According to a study published in the Developmental Science journal, dogs only copy human actions if they are necessary or relevant in solving the task at hand.
In contrast, a previous study suggests that children tend to copy the actions of parents, teachers, and other influential people, even if the action is bad or illogical. Frank Keil and his research team from the Department of Psychology at Yale University refer to this causal learning as overimitation.
The overimitation experiment involved a puzzle with an extraneous lever and a lid. The children watched as the demonstrator first moved the lever and then lifted the lid to pull out a prize.
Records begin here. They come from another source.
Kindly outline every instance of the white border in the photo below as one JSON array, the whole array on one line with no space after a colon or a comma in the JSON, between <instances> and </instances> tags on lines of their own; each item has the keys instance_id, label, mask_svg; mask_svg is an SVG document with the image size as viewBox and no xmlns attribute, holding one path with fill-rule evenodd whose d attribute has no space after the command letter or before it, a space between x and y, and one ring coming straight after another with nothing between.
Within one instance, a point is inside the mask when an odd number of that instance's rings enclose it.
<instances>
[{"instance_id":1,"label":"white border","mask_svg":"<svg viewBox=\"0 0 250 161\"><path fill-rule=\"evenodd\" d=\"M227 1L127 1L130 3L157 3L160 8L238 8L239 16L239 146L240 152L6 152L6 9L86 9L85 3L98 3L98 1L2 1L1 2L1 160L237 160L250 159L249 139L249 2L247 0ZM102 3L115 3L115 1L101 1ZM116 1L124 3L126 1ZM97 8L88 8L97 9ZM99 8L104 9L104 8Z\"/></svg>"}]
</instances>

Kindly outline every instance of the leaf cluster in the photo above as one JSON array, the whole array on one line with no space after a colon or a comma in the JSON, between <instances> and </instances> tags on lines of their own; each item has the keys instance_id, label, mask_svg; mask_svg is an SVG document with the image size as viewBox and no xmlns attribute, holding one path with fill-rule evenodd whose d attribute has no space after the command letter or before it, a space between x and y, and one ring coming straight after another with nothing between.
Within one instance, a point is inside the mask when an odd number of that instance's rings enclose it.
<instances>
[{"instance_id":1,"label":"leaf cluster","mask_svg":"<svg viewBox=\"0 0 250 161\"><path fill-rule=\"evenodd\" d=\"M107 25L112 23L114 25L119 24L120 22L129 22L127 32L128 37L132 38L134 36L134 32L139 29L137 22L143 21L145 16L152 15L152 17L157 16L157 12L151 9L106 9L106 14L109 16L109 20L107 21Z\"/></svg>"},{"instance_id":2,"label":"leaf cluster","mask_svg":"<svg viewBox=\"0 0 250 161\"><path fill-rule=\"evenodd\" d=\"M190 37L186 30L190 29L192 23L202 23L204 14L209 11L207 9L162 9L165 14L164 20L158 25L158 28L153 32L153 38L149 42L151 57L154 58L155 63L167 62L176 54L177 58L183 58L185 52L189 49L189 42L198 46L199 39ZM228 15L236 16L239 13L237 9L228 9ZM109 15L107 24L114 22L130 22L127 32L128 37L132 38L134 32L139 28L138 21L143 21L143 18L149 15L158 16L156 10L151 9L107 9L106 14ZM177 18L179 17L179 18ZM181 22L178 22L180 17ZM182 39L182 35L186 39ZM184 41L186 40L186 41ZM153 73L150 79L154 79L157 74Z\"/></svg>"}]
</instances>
The canine experiment was presented live on stage by Psychology professor Laurie Santos and colleagues from the Canine Cognition Center at Yale. Using a puzzle box similar to the previous experiment but designed for dogs, the research team demonstrated how to open the box by lifting the irrelevant side lever before lifting the lid to reach the treat.
Even under time sensitive conditions, the children imitated both actions of moving the lever and lifting the lid repeatedly, although the lever was useless in solving the puzzle.
In contrast, the dogs stopped operating the lever once they discovered how to open the puzzle box.
Humans may be the most intelligent species on the planet, but dogs have superior rational abilities.
Considering that dogs are social animals and learn from human cues and gestures, such as pointing, they are rational in excluding irrelevant actions for a more efficient method of solving a problem, even with repeated human demonstration.